The zlotys I used to buy leather bags, briefcases, purses, jewelry, exquisite carved boxes, a bit of fragile pottery. And magazines for my friend who was rightly proud and agonized at being a recipient of charity. I had to be extra clever and careful to not make it seem that way.
Anyway, the World Cup. Next game up: the Soviet Union. Maybe the Poles and the Soviets fought on the football pitch so they didn't end up on the real battlefields. No, probably not, that's a bit histronic. But it was a highly charged, emotional, high stakes, all out engagement. Especially from the Poles' side. I almost got my sports' agnostic host interested.

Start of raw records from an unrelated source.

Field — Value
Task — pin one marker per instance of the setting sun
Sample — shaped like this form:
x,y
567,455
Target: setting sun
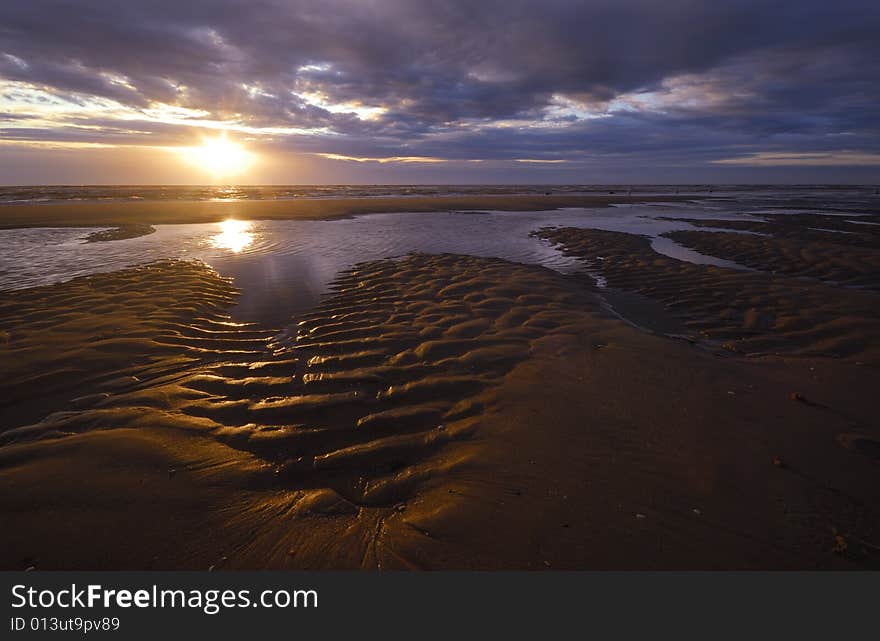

So it went, the afternoon, the long afternoon. Ninety minutes of back and forth. I could only imagine all that went on in that stadium. The tension in our neighborhood was almost unbearable. I'd might as well have been in a stadium, for all the noise that poured out of windows above and below and across from my kitchen chair. During half-time I recorded some of these impressions and then settled in for more.

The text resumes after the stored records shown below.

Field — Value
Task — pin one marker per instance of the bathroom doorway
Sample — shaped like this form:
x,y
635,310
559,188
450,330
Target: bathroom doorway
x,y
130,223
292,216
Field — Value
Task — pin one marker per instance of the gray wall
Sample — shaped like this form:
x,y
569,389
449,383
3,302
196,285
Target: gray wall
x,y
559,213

More local commentary, colorful and otherwise. Even the breeze stopped blowing,the day itself held its breath. And then, a final whistle. Game over.
Poland 0. Soviet Union 0.
Poland won!
Holding the Soviet athletic machine scoreless was a moral victory. Stopping the Soviets was an emotional victory. And by virtue of total tournament points scored, Poland won. Poland won the right to advance to the next round.
The Soviets went home.
It was a good night in Warsaw.
And even at home. I opened a bottle of Pewex-purchase Hungarian wine. My host-friend, always more tightly wound than a battery spring, indifferent to the sport, nonetheless, let himself unwind just a little bit.